Sa moralité était celle-ci « Cette fable fait voir ce que peut l’esprit, et que la sagesse est toujours la plus forte ». Une fois de plus, cette pièce a été l’objet d’une virulente critique de la part de J.-J. Rousseau dans l’ « Emile », critique qui sera réfutée en 1759 par Lessing. Si, dans la fable précédente, La Fontaine la fourmi possède beaucoup de biens qu’elle ne montre pas, ici, le corbeau, par vanité, montre le peu de richesses qu’il a et se la fait dérober. Cette vanité apparaîtra encore dans la fable suivante « La Grenouille qui se veut faire aussi grosse que le bœuf ». Comparaison encore entre la cigale qui n’a rien et repart les mains » vides et le renard qui lui non plus ne possède rien mais repart la bouche pleine. Cette fable remet en question la morale que nous aurions pu tirer, un tantinet trop vite, de la première.
Maître corbeau, sur un arbre perché,
Tenait en son bec un fromage.
Maître renard par l’odeur alléché ,
Lui tint à peu près ce langage :
«Et bonjour Monsieur du Corbeau.
Que vous êtes joli! que vous me semblez beau!
Sans mentir, si votre ramage
Se rapporte à votre plumage,
Vous êtes le phénix des hôtes de ces bois»
A ces mots le corbeau ne se sent pas de joie;
Et pour montrer sa belle voix,
Il ouvre un large bec laisse tomber sa proie.
Le renard s’en saisit et dit: « Mon bon Monsieur,
Apprenez que tout flatteur
Vit aux dépens de celui qui l’écoute:
Cette leçon vaut bien un fromage sans doute. »
Le corbeau honteux et confus
Jura mais un peu tard , qu’on ne l’y prendrait plus.
Alléché: Ce terme était vieillot du temps de La Fontaine. C’est la fable elle-même qui lui a apporté une nouvelle vigueur
Et Bonjour: Certains auteurs transcrivent « Hé ! bonjour,… » (Clarac, Bassy, Fragonard,…) mais d’autres (Collinet, Fumarolli, Gros et Schiffrin,…) écrivent « Et bonjour,… ».
Monsieur du Corbeau: Dans l’édition du manuscrit Sainte-Geneviève, nous lisons « Monsieur le corbeau ».
Se rapporte à..: Correspond à ; est aussi beau que.

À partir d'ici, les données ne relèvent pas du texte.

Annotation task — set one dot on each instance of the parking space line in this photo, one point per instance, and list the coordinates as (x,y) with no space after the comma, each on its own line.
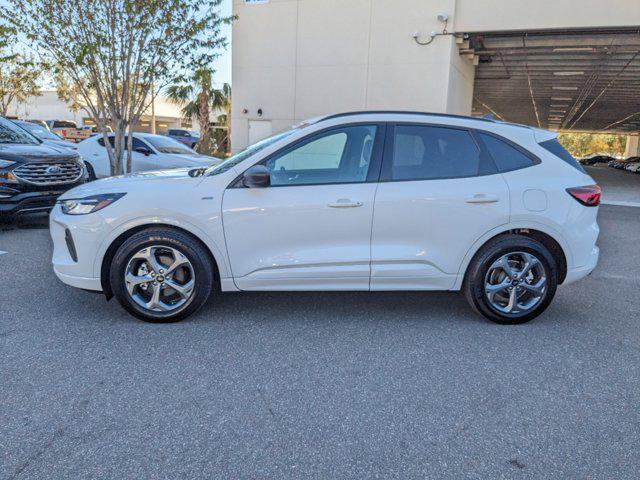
(620,203)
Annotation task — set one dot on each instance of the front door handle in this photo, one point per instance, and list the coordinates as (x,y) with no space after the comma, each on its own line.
(345,203)
(482,198)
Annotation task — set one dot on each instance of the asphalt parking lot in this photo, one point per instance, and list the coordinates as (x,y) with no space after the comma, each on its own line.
(319,385)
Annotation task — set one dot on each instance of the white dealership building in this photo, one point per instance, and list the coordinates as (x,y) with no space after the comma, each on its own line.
(47,106)
(557,64)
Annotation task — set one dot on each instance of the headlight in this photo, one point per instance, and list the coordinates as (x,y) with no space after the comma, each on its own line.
(5,163)
(83,206)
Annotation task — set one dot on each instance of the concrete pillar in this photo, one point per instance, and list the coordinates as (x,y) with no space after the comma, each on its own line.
(633,146)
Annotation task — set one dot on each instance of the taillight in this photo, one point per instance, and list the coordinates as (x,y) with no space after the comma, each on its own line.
(589,196)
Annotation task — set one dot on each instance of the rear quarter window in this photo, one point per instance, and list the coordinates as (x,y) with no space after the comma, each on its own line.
(506,156)
(554,146)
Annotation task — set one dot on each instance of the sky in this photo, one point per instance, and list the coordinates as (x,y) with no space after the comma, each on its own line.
(223,64)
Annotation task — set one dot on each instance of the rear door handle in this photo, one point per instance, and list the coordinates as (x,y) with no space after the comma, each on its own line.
(345,203)
(482,198)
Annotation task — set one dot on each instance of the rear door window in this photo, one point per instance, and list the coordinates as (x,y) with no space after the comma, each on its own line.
(423,152)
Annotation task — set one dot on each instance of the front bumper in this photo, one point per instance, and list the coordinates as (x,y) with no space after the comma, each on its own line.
(76,241)
(27,202)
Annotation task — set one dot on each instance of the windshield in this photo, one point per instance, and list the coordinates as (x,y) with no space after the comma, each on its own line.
(252,150)
(11,133)
(168,145)
(38,131)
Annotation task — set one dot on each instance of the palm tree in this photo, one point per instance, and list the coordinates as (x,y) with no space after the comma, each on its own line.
(222,103)
(195,94)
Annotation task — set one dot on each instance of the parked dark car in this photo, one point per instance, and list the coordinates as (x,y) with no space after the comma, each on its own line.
(33,175)
(188,137)
(45,135)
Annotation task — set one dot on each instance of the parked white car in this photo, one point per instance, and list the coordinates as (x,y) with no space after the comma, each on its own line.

Phénix: Oiseau fabuleux de la mythologie égyptienne, toujours seul de son espèce, doté d’un plumage doré qui, après un siècle de vie, mourait consumé par le feu, et renaissait aussitôt de ses cendres. Il était donc considéré comme un symbole de l’éternité. Ici, par extension, le sens est personne unique, exceptionnelle.

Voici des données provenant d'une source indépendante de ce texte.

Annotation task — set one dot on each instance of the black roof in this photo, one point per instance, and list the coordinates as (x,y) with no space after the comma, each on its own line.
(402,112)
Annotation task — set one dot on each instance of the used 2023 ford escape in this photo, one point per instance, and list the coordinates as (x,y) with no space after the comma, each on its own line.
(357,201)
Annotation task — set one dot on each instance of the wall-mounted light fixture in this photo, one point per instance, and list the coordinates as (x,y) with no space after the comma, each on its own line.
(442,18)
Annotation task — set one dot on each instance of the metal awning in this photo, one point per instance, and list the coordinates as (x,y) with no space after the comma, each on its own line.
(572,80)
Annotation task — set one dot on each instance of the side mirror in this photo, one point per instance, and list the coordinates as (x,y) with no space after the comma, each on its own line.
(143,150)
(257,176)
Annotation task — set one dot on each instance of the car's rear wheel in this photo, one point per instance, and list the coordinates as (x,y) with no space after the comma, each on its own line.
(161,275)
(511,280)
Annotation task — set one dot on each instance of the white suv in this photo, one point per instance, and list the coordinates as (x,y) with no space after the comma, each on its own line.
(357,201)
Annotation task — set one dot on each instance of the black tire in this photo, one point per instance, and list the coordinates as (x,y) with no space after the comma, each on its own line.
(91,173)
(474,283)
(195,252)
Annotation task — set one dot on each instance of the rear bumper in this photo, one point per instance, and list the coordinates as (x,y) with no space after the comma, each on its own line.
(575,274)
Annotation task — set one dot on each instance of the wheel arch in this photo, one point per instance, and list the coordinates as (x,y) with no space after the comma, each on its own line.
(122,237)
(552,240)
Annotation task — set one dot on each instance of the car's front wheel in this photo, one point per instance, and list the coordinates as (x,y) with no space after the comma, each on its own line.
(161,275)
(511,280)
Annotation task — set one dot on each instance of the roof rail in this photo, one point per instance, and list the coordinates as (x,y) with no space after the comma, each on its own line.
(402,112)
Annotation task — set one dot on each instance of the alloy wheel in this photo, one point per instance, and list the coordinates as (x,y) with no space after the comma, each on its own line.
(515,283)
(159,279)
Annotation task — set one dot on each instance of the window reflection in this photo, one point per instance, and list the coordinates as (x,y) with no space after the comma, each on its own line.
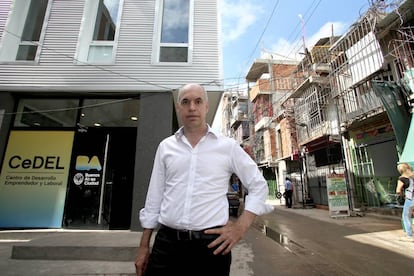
(175,21)
(106,20)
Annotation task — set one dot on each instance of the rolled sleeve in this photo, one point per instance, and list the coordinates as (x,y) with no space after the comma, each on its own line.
(257,205)
(252,179)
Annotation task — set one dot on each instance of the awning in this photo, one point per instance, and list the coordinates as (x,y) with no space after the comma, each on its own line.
(407,155)
(393,98)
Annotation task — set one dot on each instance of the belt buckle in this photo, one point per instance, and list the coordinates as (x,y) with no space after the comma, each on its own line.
(188,236)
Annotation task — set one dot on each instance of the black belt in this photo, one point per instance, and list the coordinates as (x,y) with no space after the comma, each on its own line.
(187,235)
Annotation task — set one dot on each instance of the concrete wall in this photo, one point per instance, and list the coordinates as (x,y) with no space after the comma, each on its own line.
(152,128)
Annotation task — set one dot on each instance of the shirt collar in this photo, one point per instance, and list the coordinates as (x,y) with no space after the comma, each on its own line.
(180,132)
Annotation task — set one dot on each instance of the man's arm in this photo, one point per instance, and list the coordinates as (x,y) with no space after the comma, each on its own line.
(143,252)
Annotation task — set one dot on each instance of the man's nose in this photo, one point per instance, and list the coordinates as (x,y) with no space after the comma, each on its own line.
(192,105)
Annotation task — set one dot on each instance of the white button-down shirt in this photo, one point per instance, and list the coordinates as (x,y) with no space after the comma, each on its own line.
(188,185)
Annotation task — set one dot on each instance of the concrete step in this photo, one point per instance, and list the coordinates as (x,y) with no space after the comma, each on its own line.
(116,246)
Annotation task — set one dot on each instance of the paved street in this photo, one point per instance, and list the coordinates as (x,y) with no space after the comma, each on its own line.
(285,242)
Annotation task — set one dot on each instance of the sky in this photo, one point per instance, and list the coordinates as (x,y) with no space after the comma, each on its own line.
(251,28)
(277,27)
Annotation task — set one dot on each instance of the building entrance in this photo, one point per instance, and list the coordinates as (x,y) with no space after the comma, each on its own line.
(100,184)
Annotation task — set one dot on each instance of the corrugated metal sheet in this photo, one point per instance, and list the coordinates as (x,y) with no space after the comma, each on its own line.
(132,71)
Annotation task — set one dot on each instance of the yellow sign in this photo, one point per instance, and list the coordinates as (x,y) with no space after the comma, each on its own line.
(34,178)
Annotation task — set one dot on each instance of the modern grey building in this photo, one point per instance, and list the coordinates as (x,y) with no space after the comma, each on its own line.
(87,91)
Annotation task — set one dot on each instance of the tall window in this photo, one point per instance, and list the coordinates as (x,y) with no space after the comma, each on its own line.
(23,37)
(175,31)
(99,35)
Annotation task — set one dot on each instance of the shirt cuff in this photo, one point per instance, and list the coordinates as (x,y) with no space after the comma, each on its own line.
(148,220)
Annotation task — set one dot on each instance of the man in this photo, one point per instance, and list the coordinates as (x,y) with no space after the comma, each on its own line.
(289,192)
(187,197)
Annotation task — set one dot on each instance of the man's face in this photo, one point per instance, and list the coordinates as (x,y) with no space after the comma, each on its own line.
(193,107)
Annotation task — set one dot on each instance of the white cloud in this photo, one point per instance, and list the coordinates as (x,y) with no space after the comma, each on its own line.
(237,17)
(284,49)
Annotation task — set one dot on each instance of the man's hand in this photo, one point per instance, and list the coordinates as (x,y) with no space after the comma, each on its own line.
(141,260)
(231,233)
(143,252)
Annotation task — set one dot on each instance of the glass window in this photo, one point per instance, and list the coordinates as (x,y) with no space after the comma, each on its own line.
(109,113)
(23,38)
(46,113)
(175,30)
(99,32)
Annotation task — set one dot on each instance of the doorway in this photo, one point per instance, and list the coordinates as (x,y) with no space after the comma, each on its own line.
(99,194)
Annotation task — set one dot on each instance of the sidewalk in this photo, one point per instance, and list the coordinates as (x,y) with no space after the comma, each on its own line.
(81,252)
(372,228)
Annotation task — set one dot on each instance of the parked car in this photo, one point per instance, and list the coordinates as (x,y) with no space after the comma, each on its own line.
(234,203)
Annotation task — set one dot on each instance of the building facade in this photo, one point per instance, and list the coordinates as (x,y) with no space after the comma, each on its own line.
(87,91)
(344,116)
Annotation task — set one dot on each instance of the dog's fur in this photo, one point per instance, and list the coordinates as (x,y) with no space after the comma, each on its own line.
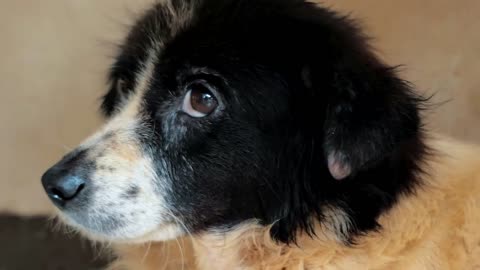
(314,158)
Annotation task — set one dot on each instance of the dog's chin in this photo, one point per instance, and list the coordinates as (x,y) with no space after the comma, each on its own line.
(124,233)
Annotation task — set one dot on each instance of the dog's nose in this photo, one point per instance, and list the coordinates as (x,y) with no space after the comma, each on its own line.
(62,186)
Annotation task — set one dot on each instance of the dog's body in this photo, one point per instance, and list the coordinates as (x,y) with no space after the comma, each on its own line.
(269,132)
(437,228)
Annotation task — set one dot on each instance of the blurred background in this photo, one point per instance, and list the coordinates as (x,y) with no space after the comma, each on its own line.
(54,55)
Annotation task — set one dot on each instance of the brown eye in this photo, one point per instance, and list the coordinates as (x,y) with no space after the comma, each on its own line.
(199,100)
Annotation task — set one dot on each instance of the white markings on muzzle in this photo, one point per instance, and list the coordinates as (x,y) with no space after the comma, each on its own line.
(126,196)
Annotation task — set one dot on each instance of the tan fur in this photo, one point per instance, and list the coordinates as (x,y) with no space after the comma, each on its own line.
(437,228)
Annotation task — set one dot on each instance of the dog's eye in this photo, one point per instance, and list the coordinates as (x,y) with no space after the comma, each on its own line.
(199,100)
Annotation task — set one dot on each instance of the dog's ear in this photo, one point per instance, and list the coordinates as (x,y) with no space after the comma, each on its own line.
(369,112)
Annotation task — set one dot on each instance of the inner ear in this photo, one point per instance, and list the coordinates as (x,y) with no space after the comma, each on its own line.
(338,165)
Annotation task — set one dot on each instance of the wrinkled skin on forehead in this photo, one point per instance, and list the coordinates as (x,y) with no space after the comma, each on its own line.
(309,123)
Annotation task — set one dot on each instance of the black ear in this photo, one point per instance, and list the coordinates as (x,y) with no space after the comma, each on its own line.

Laisse tomber sa proie: Admirons la concision. Peut-on dire plus en aussi peu de mots ?
Monsieur: Rime uniquement visuelle avec flatteur. Boileau avait proposé « Mon bon chanteur ». Admirons la très grande finesse de l’ironie dans la version de La Fontaine. D’Alembert dira « Mon bon monsieur est une raillerie plus douce et par conséquent plus fine [que mon bon chanteur] de la bêtise du corbeau. » (dans « Histoire des membres de l’Académie française morts depuis 1700), Moutard, 1787, t. 3, p. 88, cité par « La Fontaine – Fables » ; Le Livre de Poche ; Classiques modernes ; La Pochothèque ; édition de Marc Fumaroli ; 1997, p. 818).
..honteux et confus: L’édition du Ms. Sainte-Geneviève indique « Le corbeau, tout piqué, tout honteux, tout confus… ».